Residents can choose a robot at checkout, track it in the app and unlock its compartment once it arrives. The hardware runs on Yango’s AI navigation and routing stack, which plans paths, avoids obstacles and yields to pedestrians. The units had already covered more than 1,500 kilometers during previous Dubai pilots, a test bed that demonstrated their ability to operate in mixed pedestrian environments and dense residential streets.

The rollout adds a contactless option to noon’s last-mile network and is positioned as extra capacity during peak periods. “Partnering with Yango Group lets us bring a future-ready delivery option straight to our customers,” said Ali Kafil-Hussain, noon’s Chief Business Officer. Noon has used Minutes to set rapid-delivery expectations in UAE cities; autonomous units now slot into that same high-frequency model.

Regulatory clearance from Dubai’s Roads and Transport Authority underpins the move.
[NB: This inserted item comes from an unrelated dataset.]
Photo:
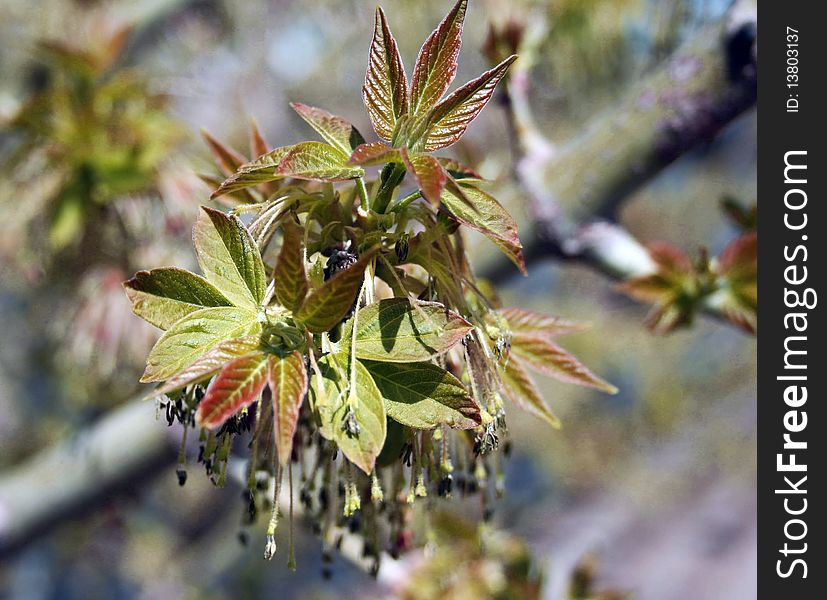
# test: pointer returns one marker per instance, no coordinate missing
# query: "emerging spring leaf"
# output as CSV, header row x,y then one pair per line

The RTA authorized Yango’s robots to operate on public walkways and in neighborhoods, smoothing the shift from controlled trials to commercial work. Dubai has framed autonomous mobility as part of its smart-city buildout, and the partners lean on that agenda to accelerate integration.
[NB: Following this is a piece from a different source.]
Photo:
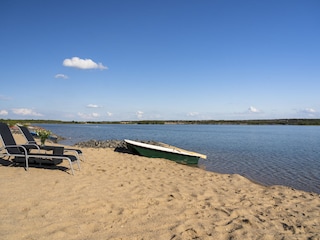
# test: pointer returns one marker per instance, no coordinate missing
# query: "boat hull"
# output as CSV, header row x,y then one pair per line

Also Read: Uber And WeRide Roll Out Driverless Robotaxis In Abu Dhabi

For Yango, the partnership is an anchor for its autonomy platform in the Gulf. Islam Abdul Karim, Yango’s Middle East regional head, said the aim is to make autonomous delivery an “everyday, reliable service” for UAE communities. The company views operational data from early districts as the basis for scaling into more communities and, eventually, cross-border rollouts.

The move lands as Gulf retailers search for faster fulfilment and lower-emission logistics. Autonomous couriers remain a small share of last-mile delivery, but Dubai’s approvals and early usage data give the partners a clearer path to turn pilots into durable infrastructure.